Legal Issues

Q&A with Monica P. McCabe, Esq. as she shares her extensive expertise on the differences between trademark and copyright laws. Monica is a partner and chair of the Intellectual Property Practice at Phillips Nizer LLP in New York.

What is the legal difference between a trademark, copyright and patent? 

Trademarks are usually names, symbols, designs or phrases that are used by a person or business to identify its/his products and/or services and to distinguish those products or services from com- petitors’ products or services. As long as a trademark is in use in commerce in the U.S., it can last indefinitely. Five years after registration, the owner must show commercial use of the mark in the U.S.A. A trademark registration must be renewed every 10 years from the registration date. An example of a trademark would be the Golden Arches that McDonald’s restaurants use. 

Copyrights cover artistic works such as literary works like books, magazines and computer code; visual works such as paintings and sculptures; musical and dramatic works such as sound recordings, films, and theatre; and architectural works such as designs. Copyrights now last for the life of the creator plus 70 years or for 95 years if it is considered a work for hire. Copyrights can no longer be renewed but the span of a copyright has been changed over the years by Congress so it will vary depending upon when the work was created. 

During your extensive experience as an attorney specializing in copyright, trademark issues, what mistakes are commonly made with new start up businesses? 

Probably the biggest mistake that start ups encounter is not checking to make sure that no other business or person is using the name that was selected. Sometimes, a new owner will check the records with the Department of State in which he is doing business but he fails to obtain a trademark search. The state records only show what businesses are incorporated. They do not indicate what names have been registered with the U.S. Patent & Trademark Office or which names are in use in the state but have not been formally recorded. 

The best way to handle it is to go to an experienced trademark attorney. Business owners should look into smaller firms where the rates will be lower. If the owner cannot pay any attorney, he at least should conduct a search on the U.S. Patent & Trademark Office Web site. There are instructions on the Web site to assist in conducting such a search. In addition, the owner should do his own internet search with a reliable search engine to see if there are any similar names that are being used for the same or similar goods or services that the owner intends to offer. 

The other mistake that new business owners make is assuming that it is acceptable to use a name that is similar but not exactly the same as the name the owner intends to use. For example if someone is selling shoes under the trademark Fishskin, the owner should not use the name Red Fishskin to sell boots. 

That is why it is best to consult an experienced trademark attorney who can guide you as to what names are confusingly similar. Also, a federal trademark registration covers only the U.S. and its territories like Puerto Rico. To obtain protection in other countries, separate filings need to be made. 

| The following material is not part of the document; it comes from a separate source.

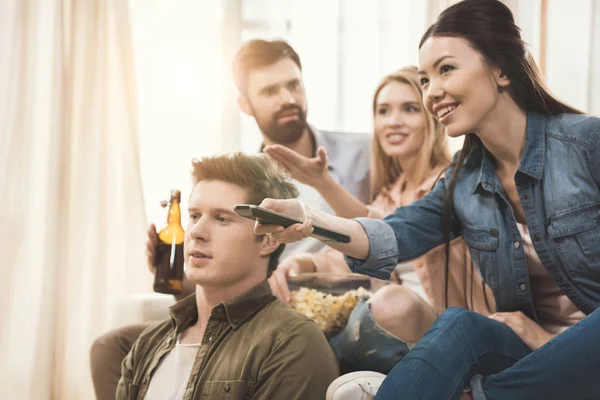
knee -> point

Another mistake is copying works from others and using them in the business or using personal information without permission. For example, a business person cannot post pictures on his web site without permission from the photographer and the person depicted in the pictures. 

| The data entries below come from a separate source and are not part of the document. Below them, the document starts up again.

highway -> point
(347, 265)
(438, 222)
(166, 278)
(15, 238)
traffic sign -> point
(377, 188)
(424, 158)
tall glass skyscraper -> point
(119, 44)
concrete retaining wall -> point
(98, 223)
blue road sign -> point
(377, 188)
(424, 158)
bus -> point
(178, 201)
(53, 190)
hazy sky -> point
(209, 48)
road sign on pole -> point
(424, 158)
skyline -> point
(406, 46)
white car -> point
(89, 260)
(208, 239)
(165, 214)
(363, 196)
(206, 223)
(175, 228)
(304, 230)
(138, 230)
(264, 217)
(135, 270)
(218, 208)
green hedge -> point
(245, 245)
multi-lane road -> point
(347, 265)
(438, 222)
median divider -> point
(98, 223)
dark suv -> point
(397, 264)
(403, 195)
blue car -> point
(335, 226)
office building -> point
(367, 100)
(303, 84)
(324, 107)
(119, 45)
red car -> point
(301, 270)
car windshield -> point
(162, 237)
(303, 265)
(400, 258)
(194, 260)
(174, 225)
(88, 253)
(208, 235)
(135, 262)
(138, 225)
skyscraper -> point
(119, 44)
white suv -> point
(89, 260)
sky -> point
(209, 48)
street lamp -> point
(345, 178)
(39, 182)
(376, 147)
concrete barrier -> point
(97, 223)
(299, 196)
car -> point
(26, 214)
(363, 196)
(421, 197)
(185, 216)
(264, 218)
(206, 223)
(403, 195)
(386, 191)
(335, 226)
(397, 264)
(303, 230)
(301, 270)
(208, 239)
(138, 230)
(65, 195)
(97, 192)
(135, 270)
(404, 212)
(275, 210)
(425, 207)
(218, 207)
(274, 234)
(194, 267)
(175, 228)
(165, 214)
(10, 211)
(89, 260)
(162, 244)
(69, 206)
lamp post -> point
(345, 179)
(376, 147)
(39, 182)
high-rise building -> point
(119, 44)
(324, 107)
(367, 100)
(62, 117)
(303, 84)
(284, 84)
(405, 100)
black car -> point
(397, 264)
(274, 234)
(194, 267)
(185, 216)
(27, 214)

What are some common misconceptions regarding copyright protection? 

One common misconception is that a creator must register a work with the U.S. Copyright Office in order to receive copyright protection. Copyright protection is afforded as soon as the work is created. Creators should indicate that they have ownership by placing a © date of creation, name of owner on the work. So, for example, at the bottom of the text, the creator should use the copyright symbol with the name of the owner and the date of creation. In any event, it is a good idea to copyright a work. It can be done online or you could consult a copyright attorney to complete the form and deposit a copy of the work with the U.S. Copyright Office. 

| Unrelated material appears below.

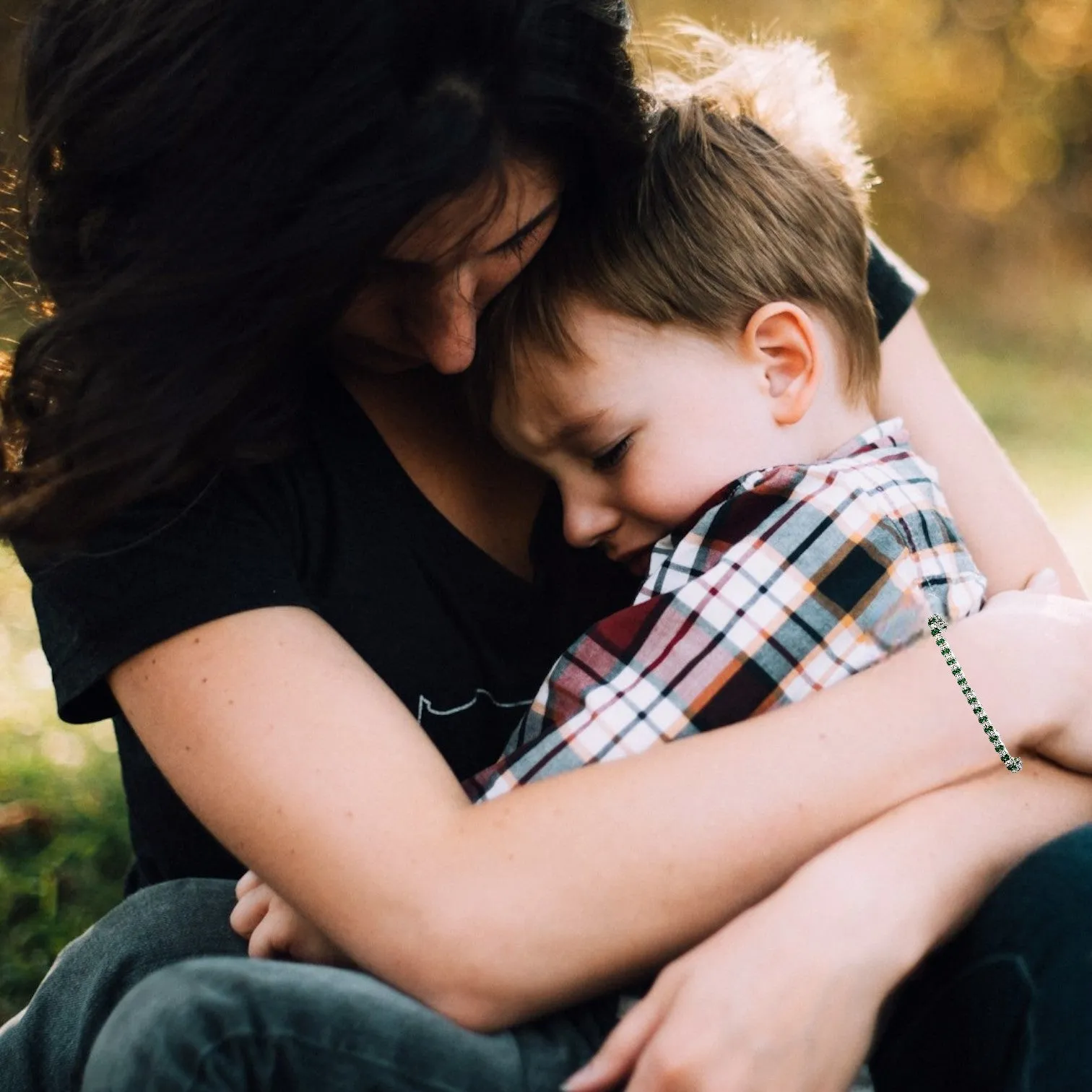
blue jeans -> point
(1005, 1006)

To bring a lawsuit against another person or entity, the owner must have a copyright registration, and it is done before the infringement occurs or within a few months of the first publication of a work, the owner can obtain its attorneys fees and certain damages provided in the Copyright Act called statutory damages if it prevails in the litigation. 

Do copyright and trademark laws differ for authors, musicians and musical artists? 

No, essentially the law is the same. 

What resources are available for Free legal information on how to trademark your company’s name for your products or services or how to obtain a copyright? 

As stated above the U.S. Patent & Trademark Office Web site, http://www.uspto.gov is a good tool to use when trying to register trademark for a company’s products or services. Some bar associations put out free flyers regarding trademarks and other intellectual property. 

Check on the American Bar Association web site, your state or city bar association web site. Also, the Department of State web sites will have information about obtaining a state registration. The same is true for copyrights.